Sunday, June 3, 2012

PDFs of the Loeb Classical Library...for FREE!


The hot news this weekend among classicists in the Twittersphere and on Facebook is  that all out of copyright editions of the Loeb Classical Library texts are available for free at Loebolus. You can download individual texts or a zip file of them all.

For those who don't know, the Loeb Classical Library is a series of translations of ancient Greek and Latin texts. Harvard University Press (HUP) has been publishing Loebs since 1911 and they have a nice account of their history here. The series includes texts ranging in date from Homer's Iliad and Odyssey in the 8th century B.C. to the Venerable Bede's Ecclesiastical History of the English Nation in the 8th century A.D. Each volume includes an authoritative edition of the original text on the left page and an English translation on the facing page. They are easily recognizable by their green and red covers.

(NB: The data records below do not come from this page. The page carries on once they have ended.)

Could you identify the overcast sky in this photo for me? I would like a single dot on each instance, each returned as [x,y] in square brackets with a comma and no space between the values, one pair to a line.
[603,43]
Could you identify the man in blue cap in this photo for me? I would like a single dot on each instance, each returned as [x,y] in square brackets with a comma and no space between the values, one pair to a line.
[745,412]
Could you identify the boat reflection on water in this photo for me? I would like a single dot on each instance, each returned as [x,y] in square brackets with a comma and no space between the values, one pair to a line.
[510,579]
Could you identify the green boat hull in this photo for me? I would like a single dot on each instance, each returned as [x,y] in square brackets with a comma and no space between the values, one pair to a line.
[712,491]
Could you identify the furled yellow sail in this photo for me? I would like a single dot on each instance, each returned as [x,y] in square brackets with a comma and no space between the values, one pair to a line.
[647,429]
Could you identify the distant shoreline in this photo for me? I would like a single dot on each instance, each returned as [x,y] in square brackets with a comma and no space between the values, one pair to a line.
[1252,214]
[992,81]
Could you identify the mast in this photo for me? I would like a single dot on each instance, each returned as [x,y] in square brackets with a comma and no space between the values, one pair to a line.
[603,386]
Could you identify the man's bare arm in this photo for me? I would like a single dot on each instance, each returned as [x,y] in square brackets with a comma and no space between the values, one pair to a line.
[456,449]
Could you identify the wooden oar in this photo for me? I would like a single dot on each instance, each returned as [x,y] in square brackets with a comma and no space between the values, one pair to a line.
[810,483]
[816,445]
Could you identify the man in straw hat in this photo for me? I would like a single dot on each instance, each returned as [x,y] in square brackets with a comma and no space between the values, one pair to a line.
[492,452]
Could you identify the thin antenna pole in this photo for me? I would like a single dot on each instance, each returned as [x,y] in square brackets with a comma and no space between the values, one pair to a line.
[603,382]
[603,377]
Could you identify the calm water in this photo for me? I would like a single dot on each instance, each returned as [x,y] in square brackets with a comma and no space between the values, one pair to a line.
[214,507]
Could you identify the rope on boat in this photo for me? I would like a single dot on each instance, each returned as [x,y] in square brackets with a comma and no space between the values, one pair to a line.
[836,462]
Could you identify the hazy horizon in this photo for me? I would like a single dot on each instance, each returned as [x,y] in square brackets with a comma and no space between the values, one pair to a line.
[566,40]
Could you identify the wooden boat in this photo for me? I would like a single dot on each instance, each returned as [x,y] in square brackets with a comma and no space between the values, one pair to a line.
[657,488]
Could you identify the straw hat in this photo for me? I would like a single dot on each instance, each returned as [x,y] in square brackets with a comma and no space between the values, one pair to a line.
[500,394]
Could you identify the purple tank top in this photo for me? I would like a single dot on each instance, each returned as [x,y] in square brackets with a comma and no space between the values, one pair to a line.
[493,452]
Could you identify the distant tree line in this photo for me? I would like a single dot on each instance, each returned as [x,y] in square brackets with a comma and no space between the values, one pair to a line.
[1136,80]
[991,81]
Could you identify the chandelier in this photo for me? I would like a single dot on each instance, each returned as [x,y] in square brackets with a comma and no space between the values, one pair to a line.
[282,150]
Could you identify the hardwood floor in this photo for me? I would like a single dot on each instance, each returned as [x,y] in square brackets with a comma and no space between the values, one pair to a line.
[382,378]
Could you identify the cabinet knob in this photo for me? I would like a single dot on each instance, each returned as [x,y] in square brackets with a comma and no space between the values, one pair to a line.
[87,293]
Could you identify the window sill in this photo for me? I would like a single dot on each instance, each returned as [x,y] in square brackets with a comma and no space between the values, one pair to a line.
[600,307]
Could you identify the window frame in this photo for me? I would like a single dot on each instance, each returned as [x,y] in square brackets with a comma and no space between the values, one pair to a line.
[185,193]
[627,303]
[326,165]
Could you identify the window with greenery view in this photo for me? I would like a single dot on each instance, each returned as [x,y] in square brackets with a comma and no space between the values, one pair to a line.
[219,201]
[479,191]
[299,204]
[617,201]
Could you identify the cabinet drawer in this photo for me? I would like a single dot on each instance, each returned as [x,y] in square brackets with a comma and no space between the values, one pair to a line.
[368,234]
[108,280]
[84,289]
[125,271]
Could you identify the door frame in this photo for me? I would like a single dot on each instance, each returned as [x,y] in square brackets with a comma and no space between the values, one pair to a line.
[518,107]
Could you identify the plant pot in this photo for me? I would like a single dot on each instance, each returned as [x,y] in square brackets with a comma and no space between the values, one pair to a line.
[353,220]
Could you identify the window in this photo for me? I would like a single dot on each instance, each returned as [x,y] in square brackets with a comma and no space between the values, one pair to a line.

Since 1990, HUP has been updating their translations. The older translations, which are available at Loebolus, often seem rather out of date and some of the texts were bowdlerized to remove potentially offensive material. This is especially obvious in authors like Aristophanes and Catullus who often used sexually explicit language.
Still the older versions of Loebs are a great resource for anyone wanting to read an ancient Greek or Latin text in translation or the original.